Today I drove 26 miles to the nearest shopping mall to run several errands. On the way home (about an hour later than I’d anticipated), God had something to say.
I was rounding a gentle curve on a busy expressway when a flash of color filled my rear view mirror: a spectacular sunset-in-progress. Brilliant orange slashed with aqua and gold made me look as long (and as often) as I dared while moving at 75 mph.
As I drove, the dramatic colors widened in all directions, lighting up half the sky, and I craned my neck to see the show for real rather than just in the mirror. But road-swerve persuaded me to try for a phone picture instead.
Putting the driver’s window down, I held out my phone, pointing behind me, but other than blurred pictures of other cars and trucks, I got nothing.

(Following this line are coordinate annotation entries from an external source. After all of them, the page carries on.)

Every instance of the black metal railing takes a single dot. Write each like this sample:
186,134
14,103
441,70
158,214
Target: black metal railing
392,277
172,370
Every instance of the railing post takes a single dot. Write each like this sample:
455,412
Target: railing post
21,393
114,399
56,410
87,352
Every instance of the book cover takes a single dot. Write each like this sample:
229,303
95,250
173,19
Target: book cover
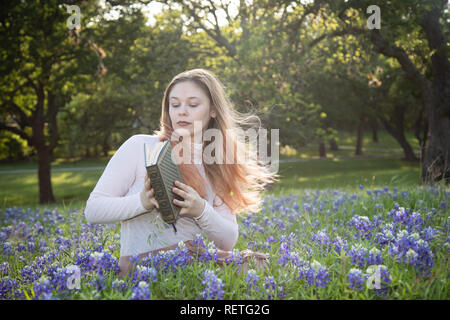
163,172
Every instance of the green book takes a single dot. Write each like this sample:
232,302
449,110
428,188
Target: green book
163,172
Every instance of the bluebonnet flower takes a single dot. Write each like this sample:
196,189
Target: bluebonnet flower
98,282
321,238
374,257
400,250
143,273
7,250
378,278
119,285
4,267
141,291
356,279
252,278
58,277
213,286
340,244
316,224
359,255
235,257
429,234
385,236
7,286
315,274
43,289
270,286
100,261
199,241
210,253
363,226
28,274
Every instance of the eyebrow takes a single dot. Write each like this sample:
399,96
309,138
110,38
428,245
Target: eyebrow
188,98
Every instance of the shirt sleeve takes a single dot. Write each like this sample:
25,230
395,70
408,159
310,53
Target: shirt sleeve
220,225
107,203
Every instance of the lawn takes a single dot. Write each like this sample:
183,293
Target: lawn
336,228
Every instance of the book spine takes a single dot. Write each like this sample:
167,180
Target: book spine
161,195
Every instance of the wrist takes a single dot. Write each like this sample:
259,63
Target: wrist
202,211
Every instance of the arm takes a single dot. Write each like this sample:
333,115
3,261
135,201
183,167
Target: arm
107,202
219,224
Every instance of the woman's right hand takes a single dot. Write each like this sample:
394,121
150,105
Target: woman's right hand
148,195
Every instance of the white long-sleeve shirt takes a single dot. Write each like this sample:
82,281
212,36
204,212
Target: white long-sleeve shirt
116,197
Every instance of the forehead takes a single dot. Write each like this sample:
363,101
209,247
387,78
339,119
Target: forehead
187,90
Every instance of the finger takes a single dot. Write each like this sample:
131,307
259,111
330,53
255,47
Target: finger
180,192
179,203
155,202
183,186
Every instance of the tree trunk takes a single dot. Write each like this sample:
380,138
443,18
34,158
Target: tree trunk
87,152
435,92
360,136
421,131
43,150
374,127
396,130
322,149
436,161
401,139
333,145
105,146
44,174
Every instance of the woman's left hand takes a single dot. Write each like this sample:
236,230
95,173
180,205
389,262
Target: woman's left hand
193,204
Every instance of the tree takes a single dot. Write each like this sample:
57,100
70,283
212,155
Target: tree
429,19
40,57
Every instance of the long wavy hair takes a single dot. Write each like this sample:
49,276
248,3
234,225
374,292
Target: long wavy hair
239,185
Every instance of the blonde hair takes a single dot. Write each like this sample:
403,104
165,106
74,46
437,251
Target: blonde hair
239,185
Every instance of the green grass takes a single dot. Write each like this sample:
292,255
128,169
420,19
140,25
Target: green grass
386,146
278,220
22,189
347,173
340,170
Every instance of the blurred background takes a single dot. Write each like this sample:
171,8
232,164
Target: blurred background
359,90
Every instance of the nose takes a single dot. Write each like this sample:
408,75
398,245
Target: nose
182,110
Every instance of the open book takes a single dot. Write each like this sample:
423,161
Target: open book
163,172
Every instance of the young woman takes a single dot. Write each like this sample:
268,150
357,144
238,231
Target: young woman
212,193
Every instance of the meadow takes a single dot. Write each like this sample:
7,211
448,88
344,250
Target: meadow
339,228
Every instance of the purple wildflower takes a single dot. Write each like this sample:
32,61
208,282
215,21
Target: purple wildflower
213,286
356,279
315,274
270,286
141,291
252,278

The sunset continued to develop, and I grew sad thinking it might fade before I could get a good look. I picked up speed, racing for home and the beach where a wide-angle view would make for great photos. Just as I arrived, though, the light show abruptly ended and the sky went grey. I was crushed.
That’s when God spoke. “Margaret, how could you feel crushed after the extravagant gift I just gave you? I arranged for you to spend precisely enough time in the stores to end up on the road exactly in time to see that amazing sunset, so why are you whining?”

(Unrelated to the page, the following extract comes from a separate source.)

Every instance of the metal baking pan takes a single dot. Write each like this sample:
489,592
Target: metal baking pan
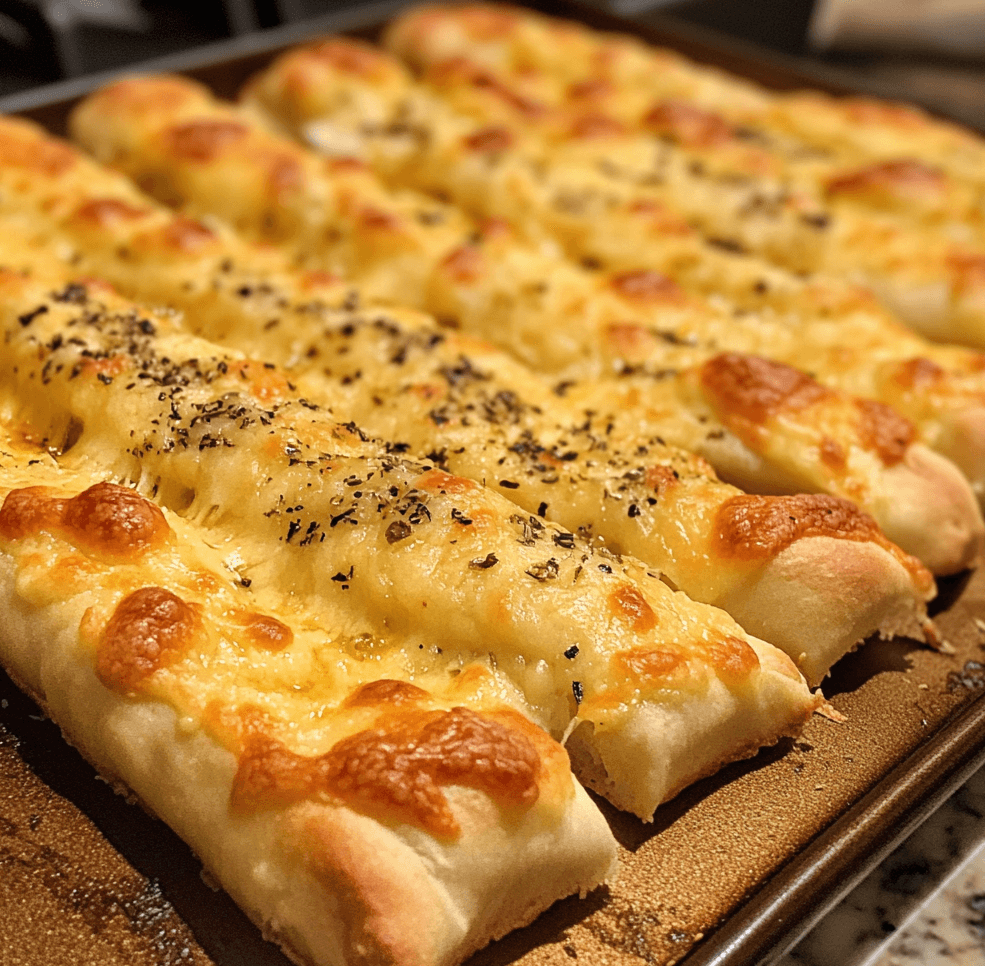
732,872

My response was, “Because I didn’t get to see it fully, the way I wanted to, or take pictures to study later. Why couldn’t it have lasted a little longer?”

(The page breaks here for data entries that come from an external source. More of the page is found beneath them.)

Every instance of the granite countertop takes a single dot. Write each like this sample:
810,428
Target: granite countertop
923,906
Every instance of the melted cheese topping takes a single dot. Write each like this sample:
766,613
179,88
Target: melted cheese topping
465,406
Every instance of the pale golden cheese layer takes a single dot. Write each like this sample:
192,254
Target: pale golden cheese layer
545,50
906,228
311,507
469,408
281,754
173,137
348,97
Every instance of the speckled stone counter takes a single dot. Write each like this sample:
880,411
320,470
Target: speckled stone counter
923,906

None of this impressed God, and what he said next was difficult to hear.
“That sunset you were trying to hold onto isn’t the only impossible thing you’re trying to do. The other has to do with your sister Mary. Tomorrow she gets her first scan since chemo ended, a scan that’s going to hunt for cancer. Your hope for good results is rooted in a desire to hold onto her, but you can’t do that any more than you could hold that sunset.
“Every sunset belongs to Me, and Mary belongs to Me, too. Whether she gets good or bad news tomorrow, your response should be to confidently trust Me and My decisions about her life. Please remember that I’m holding onto her in a way you never could, so take courage from knowing that.”
But letting go of a sunset is one thing; letting go of Mary is something else entirely.
“Lean not on your own understanding but in all your ways acknowledge him…” Proverbs 3:5-6
Praying with Mary
Tomorrow, the 11th, is my post-chemo scan. Please pray for peace of mind and for complete acceptance of God’s perfect plan, both in my body and in my heart.